Bucket 5 — Promising newcomers

YASA (open-sourced by Ant Group) achieves context-, path-, and field-sensitive taint for Java and JavaScript at no licence cost. Typical newcomer trade-offs apply: narrow language coverage (no C#, limited Python), small community, unproven production maturity.

Bucket 6 — Single-language / niche analysers

A long tail of powerful but language-locked tools: Java (Infer, Tai-e, Soot, Doop, FlowDroid), Python (Pysa), C/C++ (Phasar), Rust (MIRAI), Ruby/Rails (Brakeman). Rejected on multi-language requirements regardless of per-language quality.

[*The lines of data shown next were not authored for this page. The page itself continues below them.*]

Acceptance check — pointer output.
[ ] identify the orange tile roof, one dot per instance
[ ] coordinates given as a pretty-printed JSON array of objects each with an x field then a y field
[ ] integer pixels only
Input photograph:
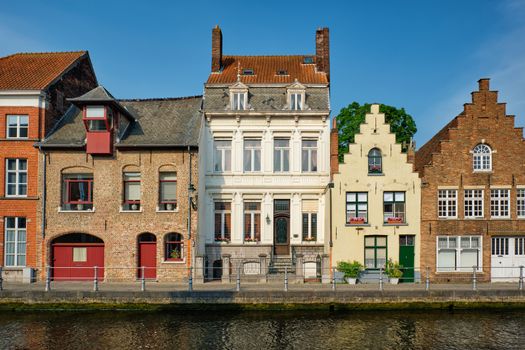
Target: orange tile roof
[
  {"x": 265, "y": 70},
  {"x": 34, "y": 71}
]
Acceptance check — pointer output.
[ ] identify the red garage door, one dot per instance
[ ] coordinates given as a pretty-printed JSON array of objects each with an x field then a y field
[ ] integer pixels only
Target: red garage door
[{"x": 75, "y": 257}]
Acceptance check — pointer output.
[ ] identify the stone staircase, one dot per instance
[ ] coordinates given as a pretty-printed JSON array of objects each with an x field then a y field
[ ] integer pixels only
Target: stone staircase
[
  {"x": 280, "y": 265},
  {"x": 371, "y": 276}
]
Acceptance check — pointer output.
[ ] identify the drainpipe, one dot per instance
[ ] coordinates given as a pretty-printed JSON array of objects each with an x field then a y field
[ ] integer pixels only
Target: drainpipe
[
  {"x": 190, "y": 191},
  {"x": 44, "y": 192}
]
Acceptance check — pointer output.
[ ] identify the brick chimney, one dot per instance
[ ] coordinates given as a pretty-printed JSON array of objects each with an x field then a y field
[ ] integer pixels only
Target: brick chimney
[
  {"x": 322, "y": 51},
  {"x": 484, "y": 84},
  {"x": 334, "y": 148},
  {"x": 216, "y": 49}
]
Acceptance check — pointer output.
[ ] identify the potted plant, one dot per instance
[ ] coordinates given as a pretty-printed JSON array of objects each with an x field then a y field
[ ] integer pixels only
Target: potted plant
[
  {"x": 356, "y": 221},
  {"x": 351, "y": 270},
  {"x": 393, "y": 271}
]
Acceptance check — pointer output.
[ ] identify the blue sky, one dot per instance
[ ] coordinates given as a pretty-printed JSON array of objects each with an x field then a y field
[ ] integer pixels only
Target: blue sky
[{"x": 425, "y": 56}]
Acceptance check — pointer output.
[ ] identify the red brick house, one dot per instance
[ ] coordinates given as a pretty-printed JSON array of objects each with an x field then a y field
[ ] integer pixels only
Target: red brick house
[
  {"x": 473, "y": 194},
  {"x": 118, "y": 181},
  {"x": 34, "y": 88}
]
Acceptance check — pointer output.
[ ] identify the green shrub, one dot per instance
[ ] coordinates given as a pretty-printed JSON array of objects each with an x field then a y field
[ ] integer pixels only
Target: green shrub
[
  {"x": 350, "y": 269},
  {"x": 393, "y": 269}
]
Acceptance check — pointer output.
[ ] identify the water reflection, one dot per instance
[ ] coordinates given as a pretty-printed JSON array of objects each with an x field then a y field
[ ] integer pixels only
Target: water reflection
[{"x": 263, "y": 330}]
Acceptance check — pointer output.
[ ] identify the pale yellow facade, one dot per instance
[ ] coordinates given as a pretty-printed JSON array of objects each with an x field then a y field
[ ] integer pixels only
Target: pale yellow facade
[{"x": 393, "y": 180}]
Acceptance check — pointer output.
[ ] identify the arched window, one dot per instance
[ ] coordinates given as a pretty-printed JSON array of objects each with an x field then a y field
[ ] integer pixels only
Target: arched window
[
  {"x": 375, "y": 165},
  {"x": 174, "y": 247},
  {"x": 482, "y": 158}
]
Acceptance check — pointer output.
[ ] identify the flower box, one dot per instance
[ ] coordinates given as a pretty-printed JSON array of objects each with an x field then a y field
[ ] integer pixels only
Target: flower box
[
  {"x": 356, "y": 221},
  {"x": 394, "y": 220}
]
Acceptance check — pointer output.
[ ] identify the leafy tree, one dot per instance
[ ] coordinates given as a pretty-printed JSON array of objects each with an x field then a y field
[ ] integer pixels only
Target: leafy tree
[{"x": 351, "y": 117}]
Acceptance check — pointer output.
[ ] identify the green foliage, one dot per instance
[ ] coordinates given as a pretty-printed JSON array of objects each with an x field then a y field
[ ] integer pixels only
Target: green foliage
[
  {"x": 350, "y": 269},
  {"x": 351, "y": 117},
  {"x": 393, "y": 269}
]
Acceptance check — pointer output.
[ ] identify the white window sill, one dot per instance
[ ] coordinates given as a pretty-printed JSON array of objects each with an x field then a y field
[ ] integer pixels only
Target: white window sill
[
  {"x": 480, "y": 271},
  {"x": 167, "y": 211},
  {"x": 174, "y": 262},
  {"x": 76, "y": 211}
]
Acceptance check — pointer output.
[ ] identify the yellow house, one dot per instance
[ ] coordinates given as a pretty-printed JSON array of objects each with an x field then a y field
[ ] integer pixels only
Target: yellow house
[{"x": 376, "y": 202}]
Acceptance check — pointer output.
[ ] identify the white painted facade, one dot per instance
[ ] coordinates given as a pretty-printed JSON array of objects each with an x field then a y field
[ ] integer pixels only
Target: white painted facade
[{"x": 265, "y": 186}]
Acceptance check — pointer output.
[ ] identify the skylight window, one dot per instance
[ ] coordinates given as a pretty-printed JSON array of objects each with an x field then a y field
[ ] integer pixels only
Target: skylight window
[{"x": 308, "y": 60}]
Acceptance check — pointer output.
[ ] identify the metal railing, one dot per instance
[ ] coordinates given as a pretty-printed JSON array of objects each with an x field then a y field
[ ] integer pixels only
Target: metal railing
[{"x": 239, "y": 276}]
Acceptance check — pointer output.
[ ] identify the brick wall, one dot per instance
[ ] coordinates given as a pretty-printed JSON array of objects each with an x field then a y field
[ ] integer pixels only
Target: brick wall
[
  {"x": 120, "y": 230},
  {"x": 483, "y": 120},
  {"x": 20, "y": 207}
]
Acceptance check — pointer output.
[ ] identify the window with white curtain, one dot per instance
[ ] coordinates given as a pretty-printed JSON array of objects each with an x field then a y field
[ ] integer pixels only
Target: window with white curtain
[
  {"x": 499, "y": 203},
  {"x": 15, "y": 241},
  {"x": 458, "y": 253}
]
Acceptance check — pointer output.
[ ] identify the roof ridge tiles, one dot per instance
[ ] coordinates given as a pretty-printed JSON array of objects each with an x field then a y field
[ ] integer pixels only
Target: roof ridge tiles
[
  {"x": 158, "y": 99},
  {"x": 43, "y": 53}
]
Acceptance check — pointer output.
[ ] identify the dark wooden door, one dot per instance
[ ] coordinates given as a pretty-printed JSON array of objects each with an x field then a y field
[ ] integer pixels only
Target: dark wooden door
[
  {"x": 282, "y": 235},
  {"x": 148, "y": 259}
]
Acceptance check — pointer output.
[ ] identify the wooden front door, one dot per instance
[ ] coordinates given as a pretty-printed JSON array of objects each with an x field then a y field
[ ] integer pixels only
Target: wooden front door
[
  {"x": 406, "y": 257},
  {"x": 148, "y": 259},
  {"x": 77, "y": 261},
  {"x": 281, "y": 227}
]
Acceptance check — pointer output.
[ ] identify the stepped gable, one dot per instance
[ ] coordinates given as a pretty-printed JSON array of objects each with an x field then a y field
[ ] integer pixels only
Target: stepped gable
[
  {"x": 483, "y": 110},
  {"x": 266, "y": 68}
]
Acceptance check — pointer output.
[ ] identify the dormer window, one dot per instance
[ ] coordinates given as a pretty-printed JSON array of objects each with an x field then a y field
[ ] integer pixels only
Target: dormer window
[
  {"x": 296, "y": 101},
  {"x": 239, "y": 101},
  {"x": 482, "y": 160},
  {"x": 97, "y": 118},
  {"x": 296, "y": 96}
]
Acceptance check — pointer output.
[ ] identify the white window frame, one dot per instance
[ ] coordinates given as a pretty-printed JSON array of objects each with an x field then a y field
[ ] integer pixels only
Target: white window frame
[
  {"x": 252, "y": 213},
  {"x": 18, "y": 126},
  {"x": 253, "y": 150},
  {"x": 458, "y": 247},
  {"x": 17, "y": 230},
  {"x": 239, "y": 100},
  {"x": 281, "y": 150},
  {"x": 18, "y": 172},
  {"x": 447, "y": 204},
  {"x": 474, "y": 198},
  {"x": 223, "y": 151},
  {"x": 309, "y": 214},
  {"x": 520, "y": 203},
  {"x": 296, "y": 100},
  {"x": 310, "y": 149},
  {"x": 481, "y": 159},
  {"x": 222, "y": 213},
  {"x": 500, "y": 203}
]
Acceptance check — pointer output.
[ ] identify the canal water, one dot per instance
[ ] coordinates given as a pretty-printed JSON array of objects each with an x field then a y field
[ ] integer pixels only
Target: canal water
[{"x": 263, "y": 330}]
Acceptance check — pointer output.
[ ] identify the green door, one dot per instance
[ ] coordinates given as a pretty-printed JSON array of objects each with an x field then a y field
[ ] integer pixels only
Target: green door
[{"x": 406, "y": 257}]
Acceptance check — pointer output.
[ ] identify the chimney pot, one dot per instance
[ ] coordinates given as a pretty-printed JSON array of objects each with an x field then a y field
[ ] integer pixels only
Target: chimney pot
[
  {"x": 322, "y": 51},
  {"x": 216, "y": 49},
  {"x": 484, "y": 84}
]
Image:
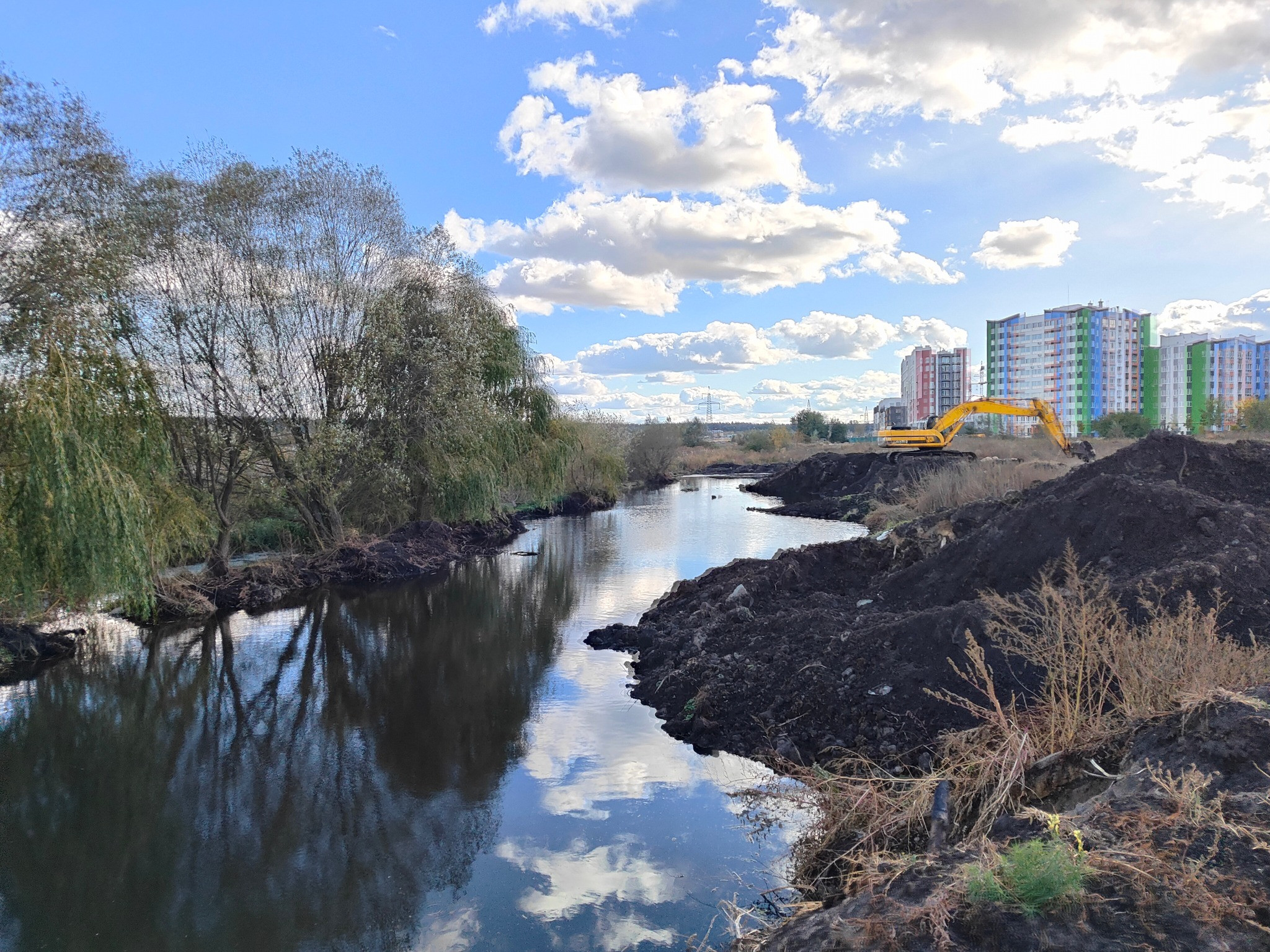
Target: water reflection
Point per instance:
(438, 765)
(306, 792)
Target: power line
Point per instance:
(709, 404)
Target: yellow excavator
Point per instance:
(938, 434)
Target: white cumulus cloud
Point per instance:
(745, 243)
(1249, 315)
(962, 60)
(822, 334)
(636, 138)
(1037, 243)
(727, 347)
(717, 350)
(601, 14)
(539, 284)
(1209, 149)
(1119, 61)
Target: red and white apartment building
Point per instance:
(931, 382)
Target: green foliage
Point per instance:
(84, 495)
(1255, 415)
(652, 451)
(695, 433)
(763, 439)
(225, 339)
(1213, 413)
(1118, 426)
(1034, 876)
(596, 464)
(270, 534)
(810, 423)
(87, 507)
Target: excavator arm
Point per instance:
(939, 433)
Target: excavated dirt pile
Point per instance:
(1170, 843)
(832, 646)
(23, 648)
(414, 549)
(845, 485)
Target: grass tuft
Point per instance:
(1034, 876)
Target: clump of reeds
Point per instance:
(951, 487)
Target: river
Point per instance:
(433, 765)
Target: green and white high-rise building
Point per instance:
(1202, 380)
(1086, 361)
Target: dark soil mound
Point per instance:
(413, 550)
(843, 485)
(1204, 840)
(23, 649)
(742, 469)
(833, 645)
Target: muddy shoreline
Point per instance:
(25, 649)
(835, 646)
(408, 552)
(843, 485)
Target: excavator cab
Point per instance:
(938, 434)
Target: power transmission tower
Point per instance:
(709, 405)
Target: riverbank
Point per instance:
(24, 648)
(413, 550)
(870, 624)
(842, 664)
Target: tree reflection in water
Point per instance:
(298, 781)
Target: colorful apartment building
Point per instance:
(1202, 380)
(931, 382)
(1086, 361)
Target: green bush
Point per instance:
(1032, 876)
(270, 535)
(1255, 415)
(695, 433)
(652, 451)
(810, 423)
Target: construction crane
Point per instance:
(938, 434)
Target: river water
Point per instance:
(440, 764)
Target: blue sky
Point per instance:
(755, 227)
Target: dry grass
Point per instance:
(951, 487)
(1104, 674)
(1023, 450)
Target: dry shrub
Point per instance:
(951, 487)
(1179, 658)
(1103, 674)
(1180, 847)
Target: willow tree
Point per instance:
(197, 304)
(454, 399)
(86, 508)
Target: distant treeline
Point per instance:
(220, 355)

Bucket 7 — Commercial heavyweights

Snyk Code, Fortify, Coverity, Checkmarx, Veracode, Bearer Pro, Semgrep Pro. Full cross-file taint across many languages with enterprise support. Trade-offs: cost, SaaS or heavy on-prem models, and significant redundancy with each other — owning one capable commercial scanner usually makes justifying a second difficult to argue.

How to read any tool comparison

For each tool, ask three questions:

Capability — what rung and scope does it reach?
Fit — does it cover the target languages?
Cost — runtime footprint, licence, and engineering effort to productise?

No tool maximises all three. Every real choice gives one up. A common pragmatic outcome is stacking complementary layers: a navigation indexer (Rung 2) + a focused taint engine (Rung 5) + a lightweight rule scanner as a second opinion, approximating the capability of a heavy CPG engine at lower footprint and cost. See Choosing a Static Analysis Tool.